18. Diğer taraftan genel sağlık sigortası geçiş hükümlerini düzenleyen 5510 sayılı Kanun’un Geçici 12. maddesinin 4. fıkrasındaki hüküm ile 60. maddenin 1. fıkrasının (c) bendinin (1) numaralı alt bendinde belirtilen kişilerin genel sağlık sigortasından yararlanmaları 01.01.2012 tarihine kadar ertelenmiş, böylece düşük gelirliler yönünden yeşil kart uygulaması bir süre daha devam ettirilmiştir.
19. Ayrıca Kanun’un Geçici 12. maddesinin 5. fıkrasıyla 60. madenin 1.fıkrasının (d) bendinde belirtilen yabancı bir ülke mevzuatı kapsamında sigortalı olmayan yabancı ülke vatandaşlarıyla, (g) bendinde belirtilen başka bir ülkede sağlık sigortasından yararlanma hakkı bulunmayan Türk vatandaşlarının tamamının Genel Sağlık Sigortası kapsamına dâhil olması yine 01.01.2012 tarihinde gerçekleşmiştir (Tuncay, A.Can/Ekmekçi, Ömer: Sosyal Güvenlik Hukuk Dersleri, Yenilenmiş 19. Bası, İstanbul 2017, s. 580-581; Güzel, Ali/Okur, Ali Rıza/Caniklioğlu, Nurşen: Sosyal Güvenlik Hukuku, 16. Bası, İstanbul 2016, s.735; Arıcı, Kadir: Türk Sosyal Güvenlik Hukuku, Ankara 2015, s.421).
20. Böylece 01.01.2012 tarihinden itibaren 3816 sayılı Kanun kapsamında sağlık hizmetlerinden faydalananlar (Yeşil Kart sahipleri) ile çalışmayanlar ve çalışmalarına ara verenlerin gelir testine tabi tutulmak suretiyle ödeme güçleri dikkate alınarak prim ödeyerek sisteme dâhil edilmeleri ile GSS’nin herkesi kapsama alma ve primli rejim olarak hayata geçirilmesi süreci, en azından yasal olarak tamamlanmıştır (Alper, 56).

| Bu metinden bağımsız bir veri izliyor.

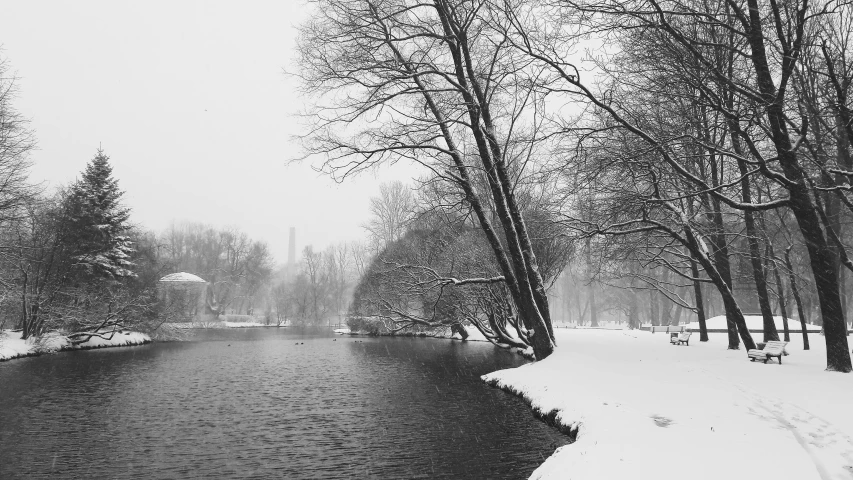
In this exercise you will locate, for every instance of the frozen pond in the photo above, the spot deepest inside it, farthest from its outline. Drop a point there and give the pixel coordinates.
(251, 403)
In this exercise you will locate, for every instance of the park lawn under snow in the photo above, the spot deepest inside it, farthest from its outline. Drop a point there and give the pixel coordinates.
(13, 346)
(753, 322)
(644, 408)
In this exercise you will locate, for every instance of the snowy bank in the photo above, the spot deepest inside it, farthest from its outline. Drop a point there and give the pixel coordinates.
(220, 324)
(642, 408)
(13, 346)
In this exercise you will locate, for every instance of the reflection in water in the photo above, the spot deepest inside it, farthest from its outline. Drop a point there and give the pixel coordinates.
(251, 403)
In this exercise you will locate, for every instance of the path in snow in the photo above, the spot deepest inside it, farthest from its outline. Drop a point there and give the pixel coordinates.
(648, 409)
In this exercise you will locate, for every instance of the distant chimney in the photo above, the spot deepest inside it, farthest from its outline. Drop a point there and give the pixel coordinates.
(291, 247)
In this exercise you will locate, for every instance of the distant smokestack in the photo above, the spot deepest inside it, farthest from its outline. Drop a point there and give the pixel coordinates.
(291, 247)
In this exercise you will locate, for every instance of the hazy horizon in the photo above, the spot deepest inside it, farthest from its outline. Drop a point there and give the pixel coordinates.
(191, 103)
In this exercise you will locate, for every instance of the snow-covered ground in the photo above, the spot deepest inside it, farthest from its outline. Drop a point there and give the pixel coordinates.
(646, 409)
(753, 323)
(218, 324)
(13, 346)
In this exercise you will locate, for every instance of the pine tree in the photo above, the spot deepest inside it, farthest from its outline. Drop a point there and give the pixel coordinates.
(97, 223)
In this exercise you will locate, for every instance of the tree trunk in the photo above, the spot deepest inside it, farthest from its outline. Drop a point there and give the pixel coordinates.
(821, 257)
(792, 279)
(593, 308)
(758, 276)
(697, 296)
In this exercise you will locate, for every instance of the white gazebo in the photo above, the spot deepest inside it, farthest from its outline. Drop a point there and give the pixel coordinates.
(183, 293)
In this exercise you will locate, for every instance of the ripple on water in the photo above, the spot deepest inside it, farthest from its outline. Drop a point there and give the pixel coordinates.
(264, 407)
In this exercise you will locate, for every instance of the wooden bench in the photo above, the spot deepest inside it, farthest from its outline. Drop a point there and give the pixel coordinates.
(771, 349)
(680, 339)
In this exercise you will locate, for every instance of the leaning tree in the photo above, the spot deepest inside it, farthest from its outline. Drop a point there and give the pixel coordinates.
(436, 84)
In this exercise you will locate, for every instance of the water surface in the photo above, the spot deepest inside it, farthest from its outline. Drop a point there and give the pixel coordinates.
(268, 403)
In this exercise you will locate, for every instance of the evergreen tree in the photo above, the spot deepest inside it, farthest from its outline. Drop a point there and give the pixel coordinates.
(97, 223)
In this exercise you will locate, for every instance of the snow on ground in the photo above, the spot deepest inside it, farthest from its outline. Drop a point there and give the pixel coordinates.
(753, 322)
(644, 408)
(219, 324)
(13, 346)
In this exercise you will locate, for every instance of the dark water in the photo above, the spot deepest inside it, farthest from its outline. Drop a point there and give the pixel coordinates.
(249, 403)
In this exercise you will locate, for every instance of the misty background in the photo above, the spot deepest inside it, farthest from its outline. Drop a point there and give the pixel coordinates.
(193, 105)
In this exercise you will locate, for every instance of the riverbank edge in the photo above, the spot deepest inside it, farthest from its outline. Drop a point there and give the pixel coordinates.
(34, 351)
(552, 418)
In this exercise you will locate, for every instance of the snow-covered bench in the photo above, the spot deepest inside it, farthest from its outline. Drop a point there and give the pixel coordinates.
(771, 349)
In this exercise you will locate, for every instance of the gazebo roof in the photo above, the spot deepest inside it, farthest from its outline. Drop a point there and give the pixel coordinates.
(182, 277)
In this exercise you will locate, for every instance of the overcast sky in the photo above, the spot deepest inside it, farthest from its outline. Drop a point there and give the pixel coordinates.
(189, 100)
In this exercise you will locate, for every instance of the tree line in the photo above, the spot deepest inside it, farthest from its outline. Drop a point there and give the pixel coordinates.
(682, 146)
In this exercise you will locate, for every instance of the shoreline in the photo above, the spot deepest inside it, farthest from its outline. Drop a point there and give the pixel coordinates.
(53, 342)
(623, 397)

21. Genel sağlık sigortası açısından gelir testi uygulaması ise bir finansman aracı olarak düşünülmüştür. Genel sağlık sigortasının, ilgililerin ödeme gücüne göre belirlenecek primlerle finanse edilmesi amaçlanmaktadır. Herkes ya bizzat prim ödeyecek veya başkası (devlet) onun adına prim ödeyecektir (Alper, s.57; Güzel/Okur/Caniklioğlu, s.735; Tuncay/Ekmekçi, s. 581). Gelir testi işlemi kişinin çeşitli göstergeler ışığında mevcut gelirinin belirlenmesidir.

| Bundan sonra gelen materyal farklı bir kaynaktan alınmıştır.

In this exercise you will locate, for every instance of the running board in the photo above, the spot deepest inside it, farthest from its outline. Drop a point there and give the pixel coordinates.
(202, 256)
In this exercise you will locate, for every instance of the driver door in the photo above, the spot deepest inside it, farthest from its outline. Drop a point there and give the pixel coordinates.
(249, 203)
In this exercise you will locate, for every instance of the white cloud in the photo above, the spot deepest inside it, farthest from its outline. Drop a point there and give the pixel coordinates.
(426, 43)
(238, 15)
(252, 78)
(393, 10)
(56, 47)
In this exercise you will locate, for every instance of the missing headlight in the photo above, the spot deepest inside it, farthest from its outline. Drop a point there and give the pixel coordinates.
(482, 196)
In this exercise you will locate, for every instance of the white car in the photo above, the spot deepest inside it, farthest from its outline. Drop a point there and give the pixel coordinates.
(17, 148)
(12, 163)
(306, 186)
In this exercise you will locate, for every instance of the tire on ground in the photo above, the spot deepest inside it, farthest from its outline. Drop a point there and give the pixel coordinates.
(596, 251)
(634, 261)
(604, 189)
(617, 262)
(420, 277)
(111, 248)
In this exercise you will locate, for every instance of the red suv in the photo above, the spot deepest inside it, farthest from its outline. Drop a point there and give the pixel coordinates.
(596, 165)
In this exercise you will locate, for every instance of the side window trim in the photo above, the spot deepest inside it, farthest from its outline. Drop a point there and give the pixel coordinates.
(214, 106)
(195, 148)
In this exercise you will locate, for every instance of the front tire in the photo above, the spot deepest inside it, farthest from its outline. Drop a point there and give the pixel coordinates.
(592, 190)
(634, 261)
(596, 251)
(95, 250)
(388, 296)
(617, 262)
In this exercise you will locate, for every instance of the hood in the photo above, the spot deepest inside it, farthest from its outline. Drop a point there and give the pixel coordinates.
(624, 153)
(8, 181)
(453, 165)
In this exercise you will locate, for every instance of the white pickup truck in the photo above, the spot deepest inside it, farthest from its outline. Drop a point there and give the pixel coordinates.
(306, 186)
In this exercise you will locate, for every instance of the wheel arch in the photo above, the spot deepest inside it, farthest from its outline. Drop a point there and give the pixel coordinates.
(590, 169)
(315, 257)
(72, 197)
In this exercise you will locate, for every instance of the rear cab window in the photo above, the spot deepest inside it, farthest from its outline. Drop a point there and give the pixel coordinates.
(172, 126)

22. Gelir testi, çalışmayan ancak gelirleri nedeniyle tam veya kısmi prim ödeyecek olanlarla, çalışmayan ve ödeme gücü de bulunmayanlara uygulanacaktır. 5510 sayılı Kanun’a göre gelir testi uygulanacak kişiler, bakmakla yükümlü olunan aile üyesi olma statüsünü kaybedenler, bir süre zorunlu sigortalı olarak çalıştıktan sonra işini kaybeden işsizler, ay içindeki çalışması 30 günden eksik olan kısmi süreli çalışanlar, hak sahibi olarak aylık bağlananlardan aylık bağlanma hakkını kaybedenler sayılabilir. Gelir testinin amacı aynı konutta birlikte yaşayan hane halkının kişi başına düşen gelirinin saptanmasıdır. Saptanan bu gelirin asgari ücret karşısındaki durumu, ilgilinin ödeyeceği primin saptanmasında ölçü olarak kullanılacaktır (Alper, s.58; Güzel/Okur/Caniklioğlu, s.738).

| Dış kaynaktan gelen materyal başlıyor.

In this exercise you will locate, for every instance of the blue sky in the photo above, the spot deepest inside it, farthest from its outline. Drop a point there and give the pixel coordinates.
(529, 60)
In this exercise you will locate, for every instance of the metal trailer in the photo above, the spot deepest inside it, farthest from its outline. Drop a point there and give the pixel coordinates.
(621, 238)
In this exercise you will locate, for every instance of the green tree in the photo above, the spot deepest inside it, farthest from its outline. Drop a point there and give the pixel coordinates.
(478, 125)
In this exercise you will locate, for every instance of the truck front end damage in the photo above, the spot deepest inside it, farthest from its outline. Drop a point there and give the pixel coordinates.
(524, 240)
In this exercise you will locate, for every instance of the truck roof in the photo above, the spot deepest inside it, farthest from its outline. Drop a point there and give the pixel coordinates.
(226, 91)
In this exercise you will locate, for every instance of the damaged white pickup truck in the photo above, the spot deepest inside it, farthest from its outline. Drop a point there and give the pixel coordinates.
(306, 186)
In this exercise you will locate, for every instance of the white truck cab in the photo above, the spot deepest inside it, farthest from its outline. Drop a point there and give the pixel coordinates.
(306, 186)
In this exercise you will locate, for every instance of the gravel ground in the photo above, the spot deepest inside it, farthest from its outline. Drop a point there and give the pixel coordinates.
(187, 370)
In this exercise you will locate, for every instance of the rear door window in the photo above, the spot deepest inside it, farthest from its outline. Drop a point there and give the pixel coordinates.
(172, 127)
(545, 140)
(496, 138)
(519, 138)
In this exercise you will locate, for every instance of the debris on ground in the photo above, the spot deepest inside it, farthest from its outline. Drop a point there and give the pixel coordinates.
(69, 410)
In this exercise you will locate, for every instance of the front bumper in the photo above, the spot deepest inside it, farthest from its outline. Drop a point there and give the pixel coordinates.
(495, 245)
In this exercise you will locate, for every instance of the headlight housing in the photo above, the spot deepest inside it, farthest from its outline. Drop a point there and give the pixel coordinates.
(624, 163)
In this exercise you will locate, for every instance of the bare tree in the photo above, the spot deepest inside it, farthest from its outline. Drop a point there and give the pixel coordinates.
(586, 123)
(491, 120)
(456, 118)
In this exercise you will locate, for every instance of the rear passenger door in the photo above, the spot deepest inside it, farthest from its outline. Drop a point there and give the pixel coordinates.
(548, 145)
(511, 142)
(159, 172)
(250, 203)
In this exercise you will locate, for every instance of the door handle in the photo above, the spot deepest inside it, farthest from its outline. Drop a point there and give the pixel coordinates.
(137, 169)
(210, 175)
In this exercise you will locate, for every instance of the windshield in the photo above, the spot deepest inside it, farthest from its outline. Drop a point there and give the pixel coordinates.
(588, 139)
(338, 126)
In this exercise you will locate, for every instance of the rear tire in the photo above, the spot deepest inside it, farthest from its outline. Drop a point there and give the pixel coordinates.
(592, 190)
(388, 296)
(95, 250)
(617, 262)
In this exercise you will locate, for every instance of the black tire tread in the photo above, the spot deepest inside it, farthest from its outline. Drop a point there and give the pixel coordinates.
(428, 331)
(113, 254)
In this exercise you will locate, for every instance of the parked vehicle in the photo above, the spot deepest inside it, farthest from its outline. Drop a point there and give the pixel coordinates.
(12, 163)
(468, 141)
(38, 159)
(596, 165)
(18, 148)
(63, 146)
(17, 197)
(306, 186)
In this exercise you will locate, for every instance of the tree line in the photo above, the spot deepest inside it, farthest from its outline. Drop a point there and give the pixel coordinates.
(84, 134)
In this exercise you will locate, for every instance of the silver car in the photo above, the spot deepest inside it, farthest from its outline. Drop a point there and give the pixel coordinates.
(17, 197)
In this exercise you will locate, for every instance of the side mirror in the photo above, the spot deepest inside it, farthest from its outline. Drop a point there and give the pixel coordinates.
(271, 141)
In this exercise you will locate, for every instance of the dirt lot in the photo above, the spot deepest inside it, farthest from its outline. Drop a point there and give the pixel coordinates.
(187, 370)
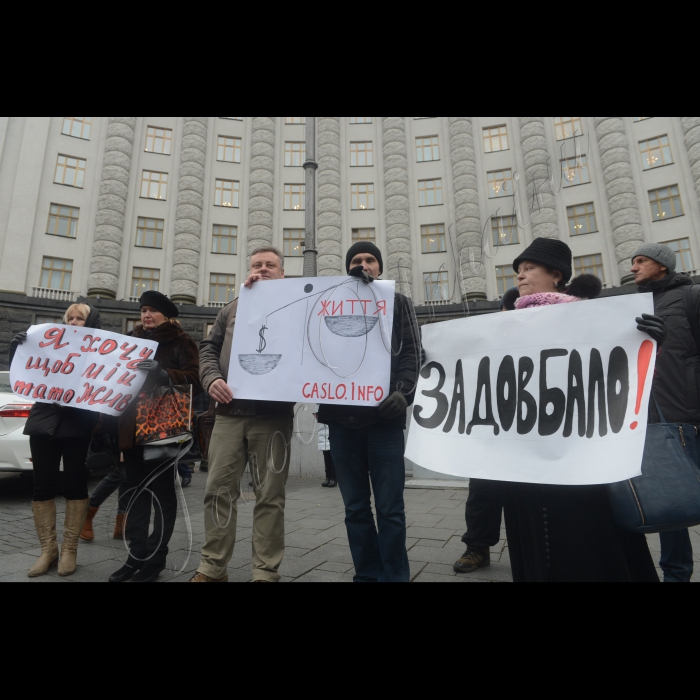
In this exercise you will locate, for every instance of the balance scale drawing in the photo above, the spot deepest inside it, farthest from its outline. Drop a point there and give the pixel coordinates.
(349, 326)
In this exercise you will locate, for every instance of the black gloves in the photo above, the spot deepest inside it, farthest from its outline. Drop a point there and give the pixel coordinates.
(653, 326)
(394, 407)
(361, 274)
(155, 371)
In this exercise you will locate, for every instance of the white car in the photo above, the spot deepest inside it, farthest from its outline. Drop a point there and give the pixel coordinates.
(15, 455)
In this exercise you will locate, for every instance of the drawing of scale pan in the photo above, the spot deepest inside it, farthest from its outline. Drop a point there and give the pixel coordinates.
(351, 326)
(258, 365)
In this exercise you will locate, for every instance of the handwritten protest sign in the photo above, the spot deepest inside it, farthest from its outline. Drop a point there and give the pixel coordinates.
(321, 340)
(79, 367)
(553, 395)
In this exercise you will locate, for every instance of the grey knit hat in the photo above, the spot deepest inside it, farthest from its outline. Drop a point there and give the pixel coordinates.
(662, 254)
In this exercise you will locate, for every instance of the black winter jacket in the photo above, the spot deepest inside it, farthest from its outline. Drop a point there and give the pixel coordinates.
(62, 422)
(406, 359)
(677, 379)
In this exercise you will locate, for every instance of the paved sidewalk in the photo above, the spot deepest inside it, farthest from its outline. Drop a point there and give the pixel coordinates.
(317, 545)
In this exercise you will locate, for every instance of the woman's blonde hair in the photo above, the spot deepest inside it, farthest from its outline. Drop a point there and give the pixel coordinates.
(82, 309)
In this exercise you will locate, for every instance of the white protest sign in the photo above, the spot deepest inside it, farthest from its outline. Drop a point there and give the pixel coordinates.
(320, 340)
(552, 395)
(80, 367)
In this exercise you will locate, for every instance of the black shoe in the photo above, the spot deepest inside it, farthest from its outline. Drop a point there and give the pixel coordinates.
(124, 574)
(474, 558)
(149, 574)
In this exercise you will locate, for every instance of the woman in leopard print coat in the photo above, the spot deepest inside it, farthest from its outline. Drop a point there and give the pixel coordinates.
(176, 361)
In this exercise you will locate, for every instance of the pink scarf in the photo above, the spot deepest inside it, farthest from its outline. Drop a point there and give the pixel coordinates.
(548, 299)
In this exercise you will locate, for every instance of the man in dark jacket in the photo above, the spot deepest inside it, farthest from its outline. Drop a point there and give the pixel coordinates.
(676, 384)
(370, 441)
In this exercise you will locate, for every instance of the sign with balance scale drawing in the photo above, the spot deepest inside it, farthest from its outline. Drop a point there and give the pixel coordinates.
(320, 340)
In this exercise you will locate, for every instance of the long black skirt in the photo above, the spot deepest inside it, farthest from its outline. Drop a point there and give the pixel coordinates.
(567, 534)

23. Genel Sağlık Sigortasında sigorta başlangıcı ise sigortalının genel sağlık sigortalısı olarak tescili ile başlar (Arıcı, s.419). Diğer bir ifadeyle bir kişinin sisteme dâhil olabilmesi için sadece 5510 sayılı Kanun’un 60. maddesi kapsamında sayılan kişilerden olması yeterli değildir. Ayrıca genel sağlık sigortasına bildirilmeleri ve tescil edilmeleri de gerekmektedir. Bildirim ve tescil koşulları ise 5510 sayılı Kanun’un 61. maddesinde yer almaktadır. Kanunun 61. maddesine göre, genel sağlık sigortasından yararlanmak için bir kısım grupların bildirimine gerek kalmadan kendiliğinden tescil edileceği, bir kısmının tescili için ise bir ay içinde başvuru şartının gerektiği düzenlenmiştir.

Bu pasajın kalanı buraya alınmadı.